Dendritic cells pulsed with RNA encoding allogeneic MHC and antigen induce T cells with superior anti-tumor activity and higher TCR functional avidity

Susanne Wilde, Daniel Sommermeyer, Bernhard Frankenberger, Matthias Schiemann, Slavoljub Milosevic, Stefani Spranger, Heike Pohla, Wolfgang Uckert, Dirk H. Busch, and Dolores J. Schendel*

Institute of Molecular Immunology, Helmholtz Zentrum Munchen, German Research Center for Environmental Health, Munich, Germany
Max-Delbrueck-Center for Molecular Medicine, Berlin, Germany
Institute of Medical Microbiology, Immunology, and Hygiene, Technical University Munich, Munich, Germany
Laboratory of Tumor Immunology, LIFE-Center, Ludwig-Maximilians-University, Munich, Germany
Humboldt University Berlin, Institute of Biology, Berlin, Germany
Clinical Cooperation Group 'Antigen-Specific Immunotherapy', Helmholtz Zentrum Munchen, German Research Center for Environmental Health, Munich, Germany
Clinical Cooperation Group 'Immune Monitoring', Helmholtz Zentrum Munchen, German Research Center for Environmental Health, Munich, Germany

* Corresponding author; email: schendel{at}helmholtz-muenchen.de.

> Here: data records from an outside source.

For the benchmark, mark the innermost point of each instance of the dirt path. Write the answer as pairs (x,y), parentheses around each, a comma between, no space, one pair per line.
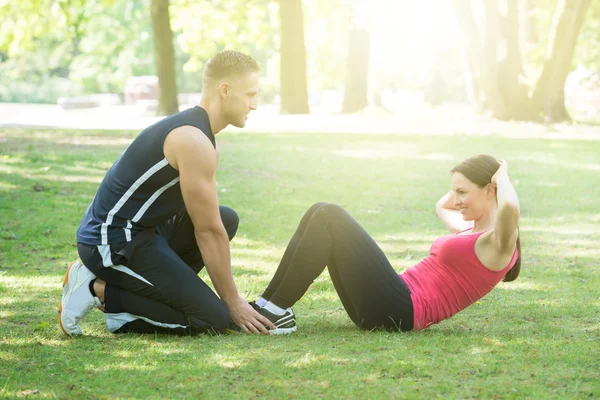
(446,120)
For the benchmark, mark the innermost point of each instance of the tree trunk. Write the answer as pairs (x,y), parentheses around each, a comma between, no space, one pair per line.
(165,58)
(482,61)
(510,68)
(292,54)
(548,97)
(357,72)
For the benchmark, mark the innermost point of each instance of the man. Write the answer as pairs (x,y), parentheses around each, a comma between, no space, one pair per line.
(155,222)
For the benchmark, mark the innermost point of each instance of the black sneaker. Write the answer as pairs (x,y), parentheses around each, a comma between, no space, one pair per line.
(284,324)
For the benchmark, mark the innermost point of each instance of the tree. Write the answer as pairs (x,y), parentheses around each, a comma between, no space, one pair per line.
(498,82)
(164,57)
(357,71)
(292,53)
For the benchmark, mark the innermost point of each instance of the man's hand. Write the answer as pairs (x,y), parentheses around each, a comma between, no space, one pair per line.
(249,321)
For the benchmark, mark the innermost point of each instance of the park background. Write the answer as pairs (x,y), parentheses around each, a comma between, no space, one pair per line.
(365,104)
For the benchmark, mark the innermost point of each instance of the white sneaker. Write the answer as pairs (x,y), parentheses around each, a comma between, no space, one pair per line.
(77,300)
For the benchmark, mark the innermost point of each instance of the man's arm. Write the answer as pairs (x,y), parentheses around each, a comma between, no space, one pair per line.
(450,215)
(188,150)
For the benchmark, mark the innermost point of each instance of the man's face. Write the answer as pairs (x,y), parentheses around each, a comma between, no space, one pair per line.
(241,98)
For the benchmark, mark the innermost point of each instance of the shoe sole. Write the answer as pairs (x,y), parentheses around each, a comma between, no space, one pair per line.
(65,281)
(282,331)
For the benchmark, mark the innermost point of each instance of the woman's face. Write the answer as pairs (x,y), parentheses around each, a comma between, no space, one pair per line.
(473,201)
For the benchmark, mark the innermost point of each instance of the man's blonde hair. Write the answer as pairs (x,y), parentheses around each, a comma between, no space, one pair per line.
(228,62)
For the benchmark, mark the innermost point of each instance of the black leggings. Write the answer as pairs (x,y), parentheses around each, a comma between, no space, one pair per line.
(372,293)
(152,282)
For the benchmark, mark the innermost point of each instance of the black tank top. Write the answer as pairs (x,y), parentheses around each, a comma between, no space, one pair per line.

Adoptive transfer of T cells expressing transgenic T cell receptors (TCR) with anti-tumor function is a hopeful new therapy for patients with advanced tumors however there is a critical bottleneck in identifying high-affinity TCR specificities needed to treat different malignancies. We have developed a strategy using autologous dendritic cells co-transfected with RNA encoding an allogeneic MHC molecule and a tumor-associated antigen (TAA) to obtain allo-restricted peptide-specific T cells having superior capacity to recognize tumor cells and higher functional avidity. This approach provides maximum flexibility since any MHC molecule and any TAA can be combined in the dendritic cells used for priming of autologous T cells. TCR of allo-restricted T cells when expressed as transgenes in activated peripheral blood lymphocytes transferred superior function compared with self-restricted TCR. This approach allows high-avidity T cells and TCR specific for tumor-associated self-peptides to be easily obtained for direct adoptive T cell therapy or for isolation of therapeutic transgenic TCR sequences.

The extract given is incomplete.